Alik

Posted on Jun 23

Stream Postgres WAL to Redis: Real-Time Read Models with pg2redis

#postgres #redis #cdc #cache

Real-time data pipelines are becoming a normal part of application architecture. Product pages need fresh stock counts, order status screens need fast reads, dashboards need recent transactional state, and background services often need to react as soon as data changes.

Postgres is usually the source of truth, but many applications still keep a second read model in Redis for low-latency access. The hard part is keeping Redis in sync without pushing cache update logic into every write path.

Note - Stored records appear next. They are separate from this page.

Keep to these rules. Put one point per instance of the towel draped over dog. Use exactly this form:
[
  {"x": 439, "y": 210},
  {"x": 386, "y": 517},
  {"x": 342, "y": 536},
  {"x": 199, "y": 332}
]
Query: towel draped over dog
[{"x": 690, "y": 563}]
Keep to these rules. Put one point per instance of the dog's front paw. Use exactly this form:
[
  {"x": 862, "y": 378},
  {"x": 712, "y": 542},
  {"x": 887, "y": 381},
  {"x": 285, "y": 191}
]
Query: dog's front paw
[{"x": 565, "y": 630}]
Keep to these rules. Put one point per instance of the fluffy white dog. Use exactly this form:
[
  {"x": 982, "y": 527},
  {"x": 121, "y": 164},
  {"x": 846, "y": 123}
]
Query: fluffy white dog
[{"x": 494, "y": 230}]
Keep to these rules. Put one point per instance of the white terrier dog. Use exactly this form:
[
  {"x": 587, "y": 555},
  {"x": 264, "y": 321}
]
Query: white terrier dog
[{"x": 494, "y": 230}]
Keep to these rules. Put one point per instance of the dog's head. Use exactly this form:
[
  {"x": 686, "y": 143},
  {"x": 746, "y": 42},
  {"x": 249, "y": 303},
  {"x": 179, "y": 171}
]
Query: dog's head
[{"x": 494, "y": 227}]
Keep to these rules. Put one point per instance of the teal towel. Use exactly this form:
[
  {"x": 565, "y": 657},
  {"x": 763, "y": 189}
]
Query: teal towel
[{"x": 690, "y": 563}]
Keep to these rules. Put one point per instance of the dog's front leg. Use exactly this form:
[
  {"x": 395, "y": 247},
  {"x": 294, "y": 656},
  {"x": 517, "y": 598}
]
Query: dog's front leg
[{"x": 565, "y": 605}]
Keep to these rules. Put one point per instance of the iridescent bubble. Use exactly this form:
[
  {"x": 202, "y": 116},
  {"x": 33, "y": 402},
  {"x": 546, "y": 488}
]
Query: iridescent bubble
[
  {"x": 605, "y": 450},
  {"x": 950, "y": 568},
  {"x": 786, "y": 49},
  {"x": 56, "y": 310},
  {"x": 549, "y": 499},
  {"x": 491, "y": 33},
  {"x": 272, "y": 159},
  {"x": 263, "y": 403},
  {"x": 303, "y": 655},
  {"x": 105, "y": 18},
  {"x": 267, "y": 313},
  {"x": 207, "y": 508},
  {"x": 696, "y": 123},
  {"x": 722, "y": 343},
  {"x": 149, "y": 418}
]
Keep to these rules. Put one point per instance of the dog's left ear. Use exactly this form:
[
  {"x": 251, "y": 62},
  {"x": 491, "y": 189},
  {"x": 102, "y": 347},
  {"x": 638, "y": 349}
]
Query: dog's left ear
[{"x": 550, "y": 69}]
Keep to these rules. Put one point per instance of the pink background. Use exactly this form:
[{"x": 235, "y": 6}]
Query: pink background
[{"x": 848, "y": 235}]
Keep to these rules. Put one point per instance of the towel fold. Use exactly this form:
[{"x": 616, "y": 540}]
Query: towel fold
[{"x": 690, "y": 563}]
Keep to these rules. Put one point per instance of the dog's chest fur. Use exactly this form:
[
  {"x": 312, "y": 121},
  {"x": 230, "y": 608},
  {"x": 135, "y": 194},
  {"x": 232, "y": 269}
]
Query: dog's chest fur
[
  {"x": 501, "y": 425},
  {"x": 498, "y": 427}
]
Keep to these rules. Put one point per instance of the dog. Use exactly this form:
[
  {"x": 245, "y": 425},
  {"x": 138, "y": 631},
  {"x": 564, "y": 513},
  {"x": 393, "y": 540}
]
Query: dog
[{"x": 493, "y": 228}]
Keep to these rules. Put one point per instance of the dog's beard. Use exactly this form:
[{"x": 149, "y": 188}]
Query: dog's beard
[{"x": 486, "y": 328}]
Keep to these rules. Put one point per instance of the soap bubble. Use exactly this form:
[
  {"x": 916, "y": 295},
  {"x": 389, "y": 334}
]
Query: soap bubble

The tempting approach is to write to both systems in the same request handler:

type User struct {
    ID        int64     `json:"id"`
    Email     string    `json:"email"`
    FullName  string    `json:"full_name"`
    UpdatedAt time.Time `json:"updated_at"`
}

func SaveUser(ctx context.Context, db *pgxpool.Pool, redisDb *redis.Client, user User) error {
    const upsertUser = `
INSERT INTO users (id, email, full_name)
VALUES ($1, $2, $3)
ON CONFLICT (id) DO UPDATE
SET email = EXCLUDED.email,
    full_name = EXCLUDED.full_name,
    updated_at = now()
RETURNING updated_at`

    if err := db.QueryRow(
        ctx,
        upsertUser,
        user.ID,
        user.Email,
        user.FullName,
    ).Scan(&user.UpdatedAt); err != nil {
        return fmt.Errorf("save user in Postgres: %w", err)
    }

    payload, err := json.Marshal(user)
    if err != nil {
        return fmt.Errorf("marshal user: %w", err)
    }

    key := fmt.Sprintf("user:%d", user.ID)
    if err := redisDb.Set(ctx, key, payload, 0).Err(); err != nil {
        return fmt.Errorf("save user in Redis: %w", err)
    }

    return nil
}

This looks reasonable until the second write fails. If the Postgres upsert succeeds and the Redis SET times out because of a network issue, the source of truth now has the new user and Redis still has the old value or no value at all. The handler returns an error, but the database change already happened.

Retried requests can make this even harder to reason about. A retry may repair Redis, or it may race with another update. Moving the Redis write before the database write only flips the failure mode: Redis can be updated and then the database transaction can fail. A regular Postgres transaction cannot include Redis, so this is not an atomic operation.

This is why cache updates and read-model updates often belong on the committed change stream, not directly in the request path.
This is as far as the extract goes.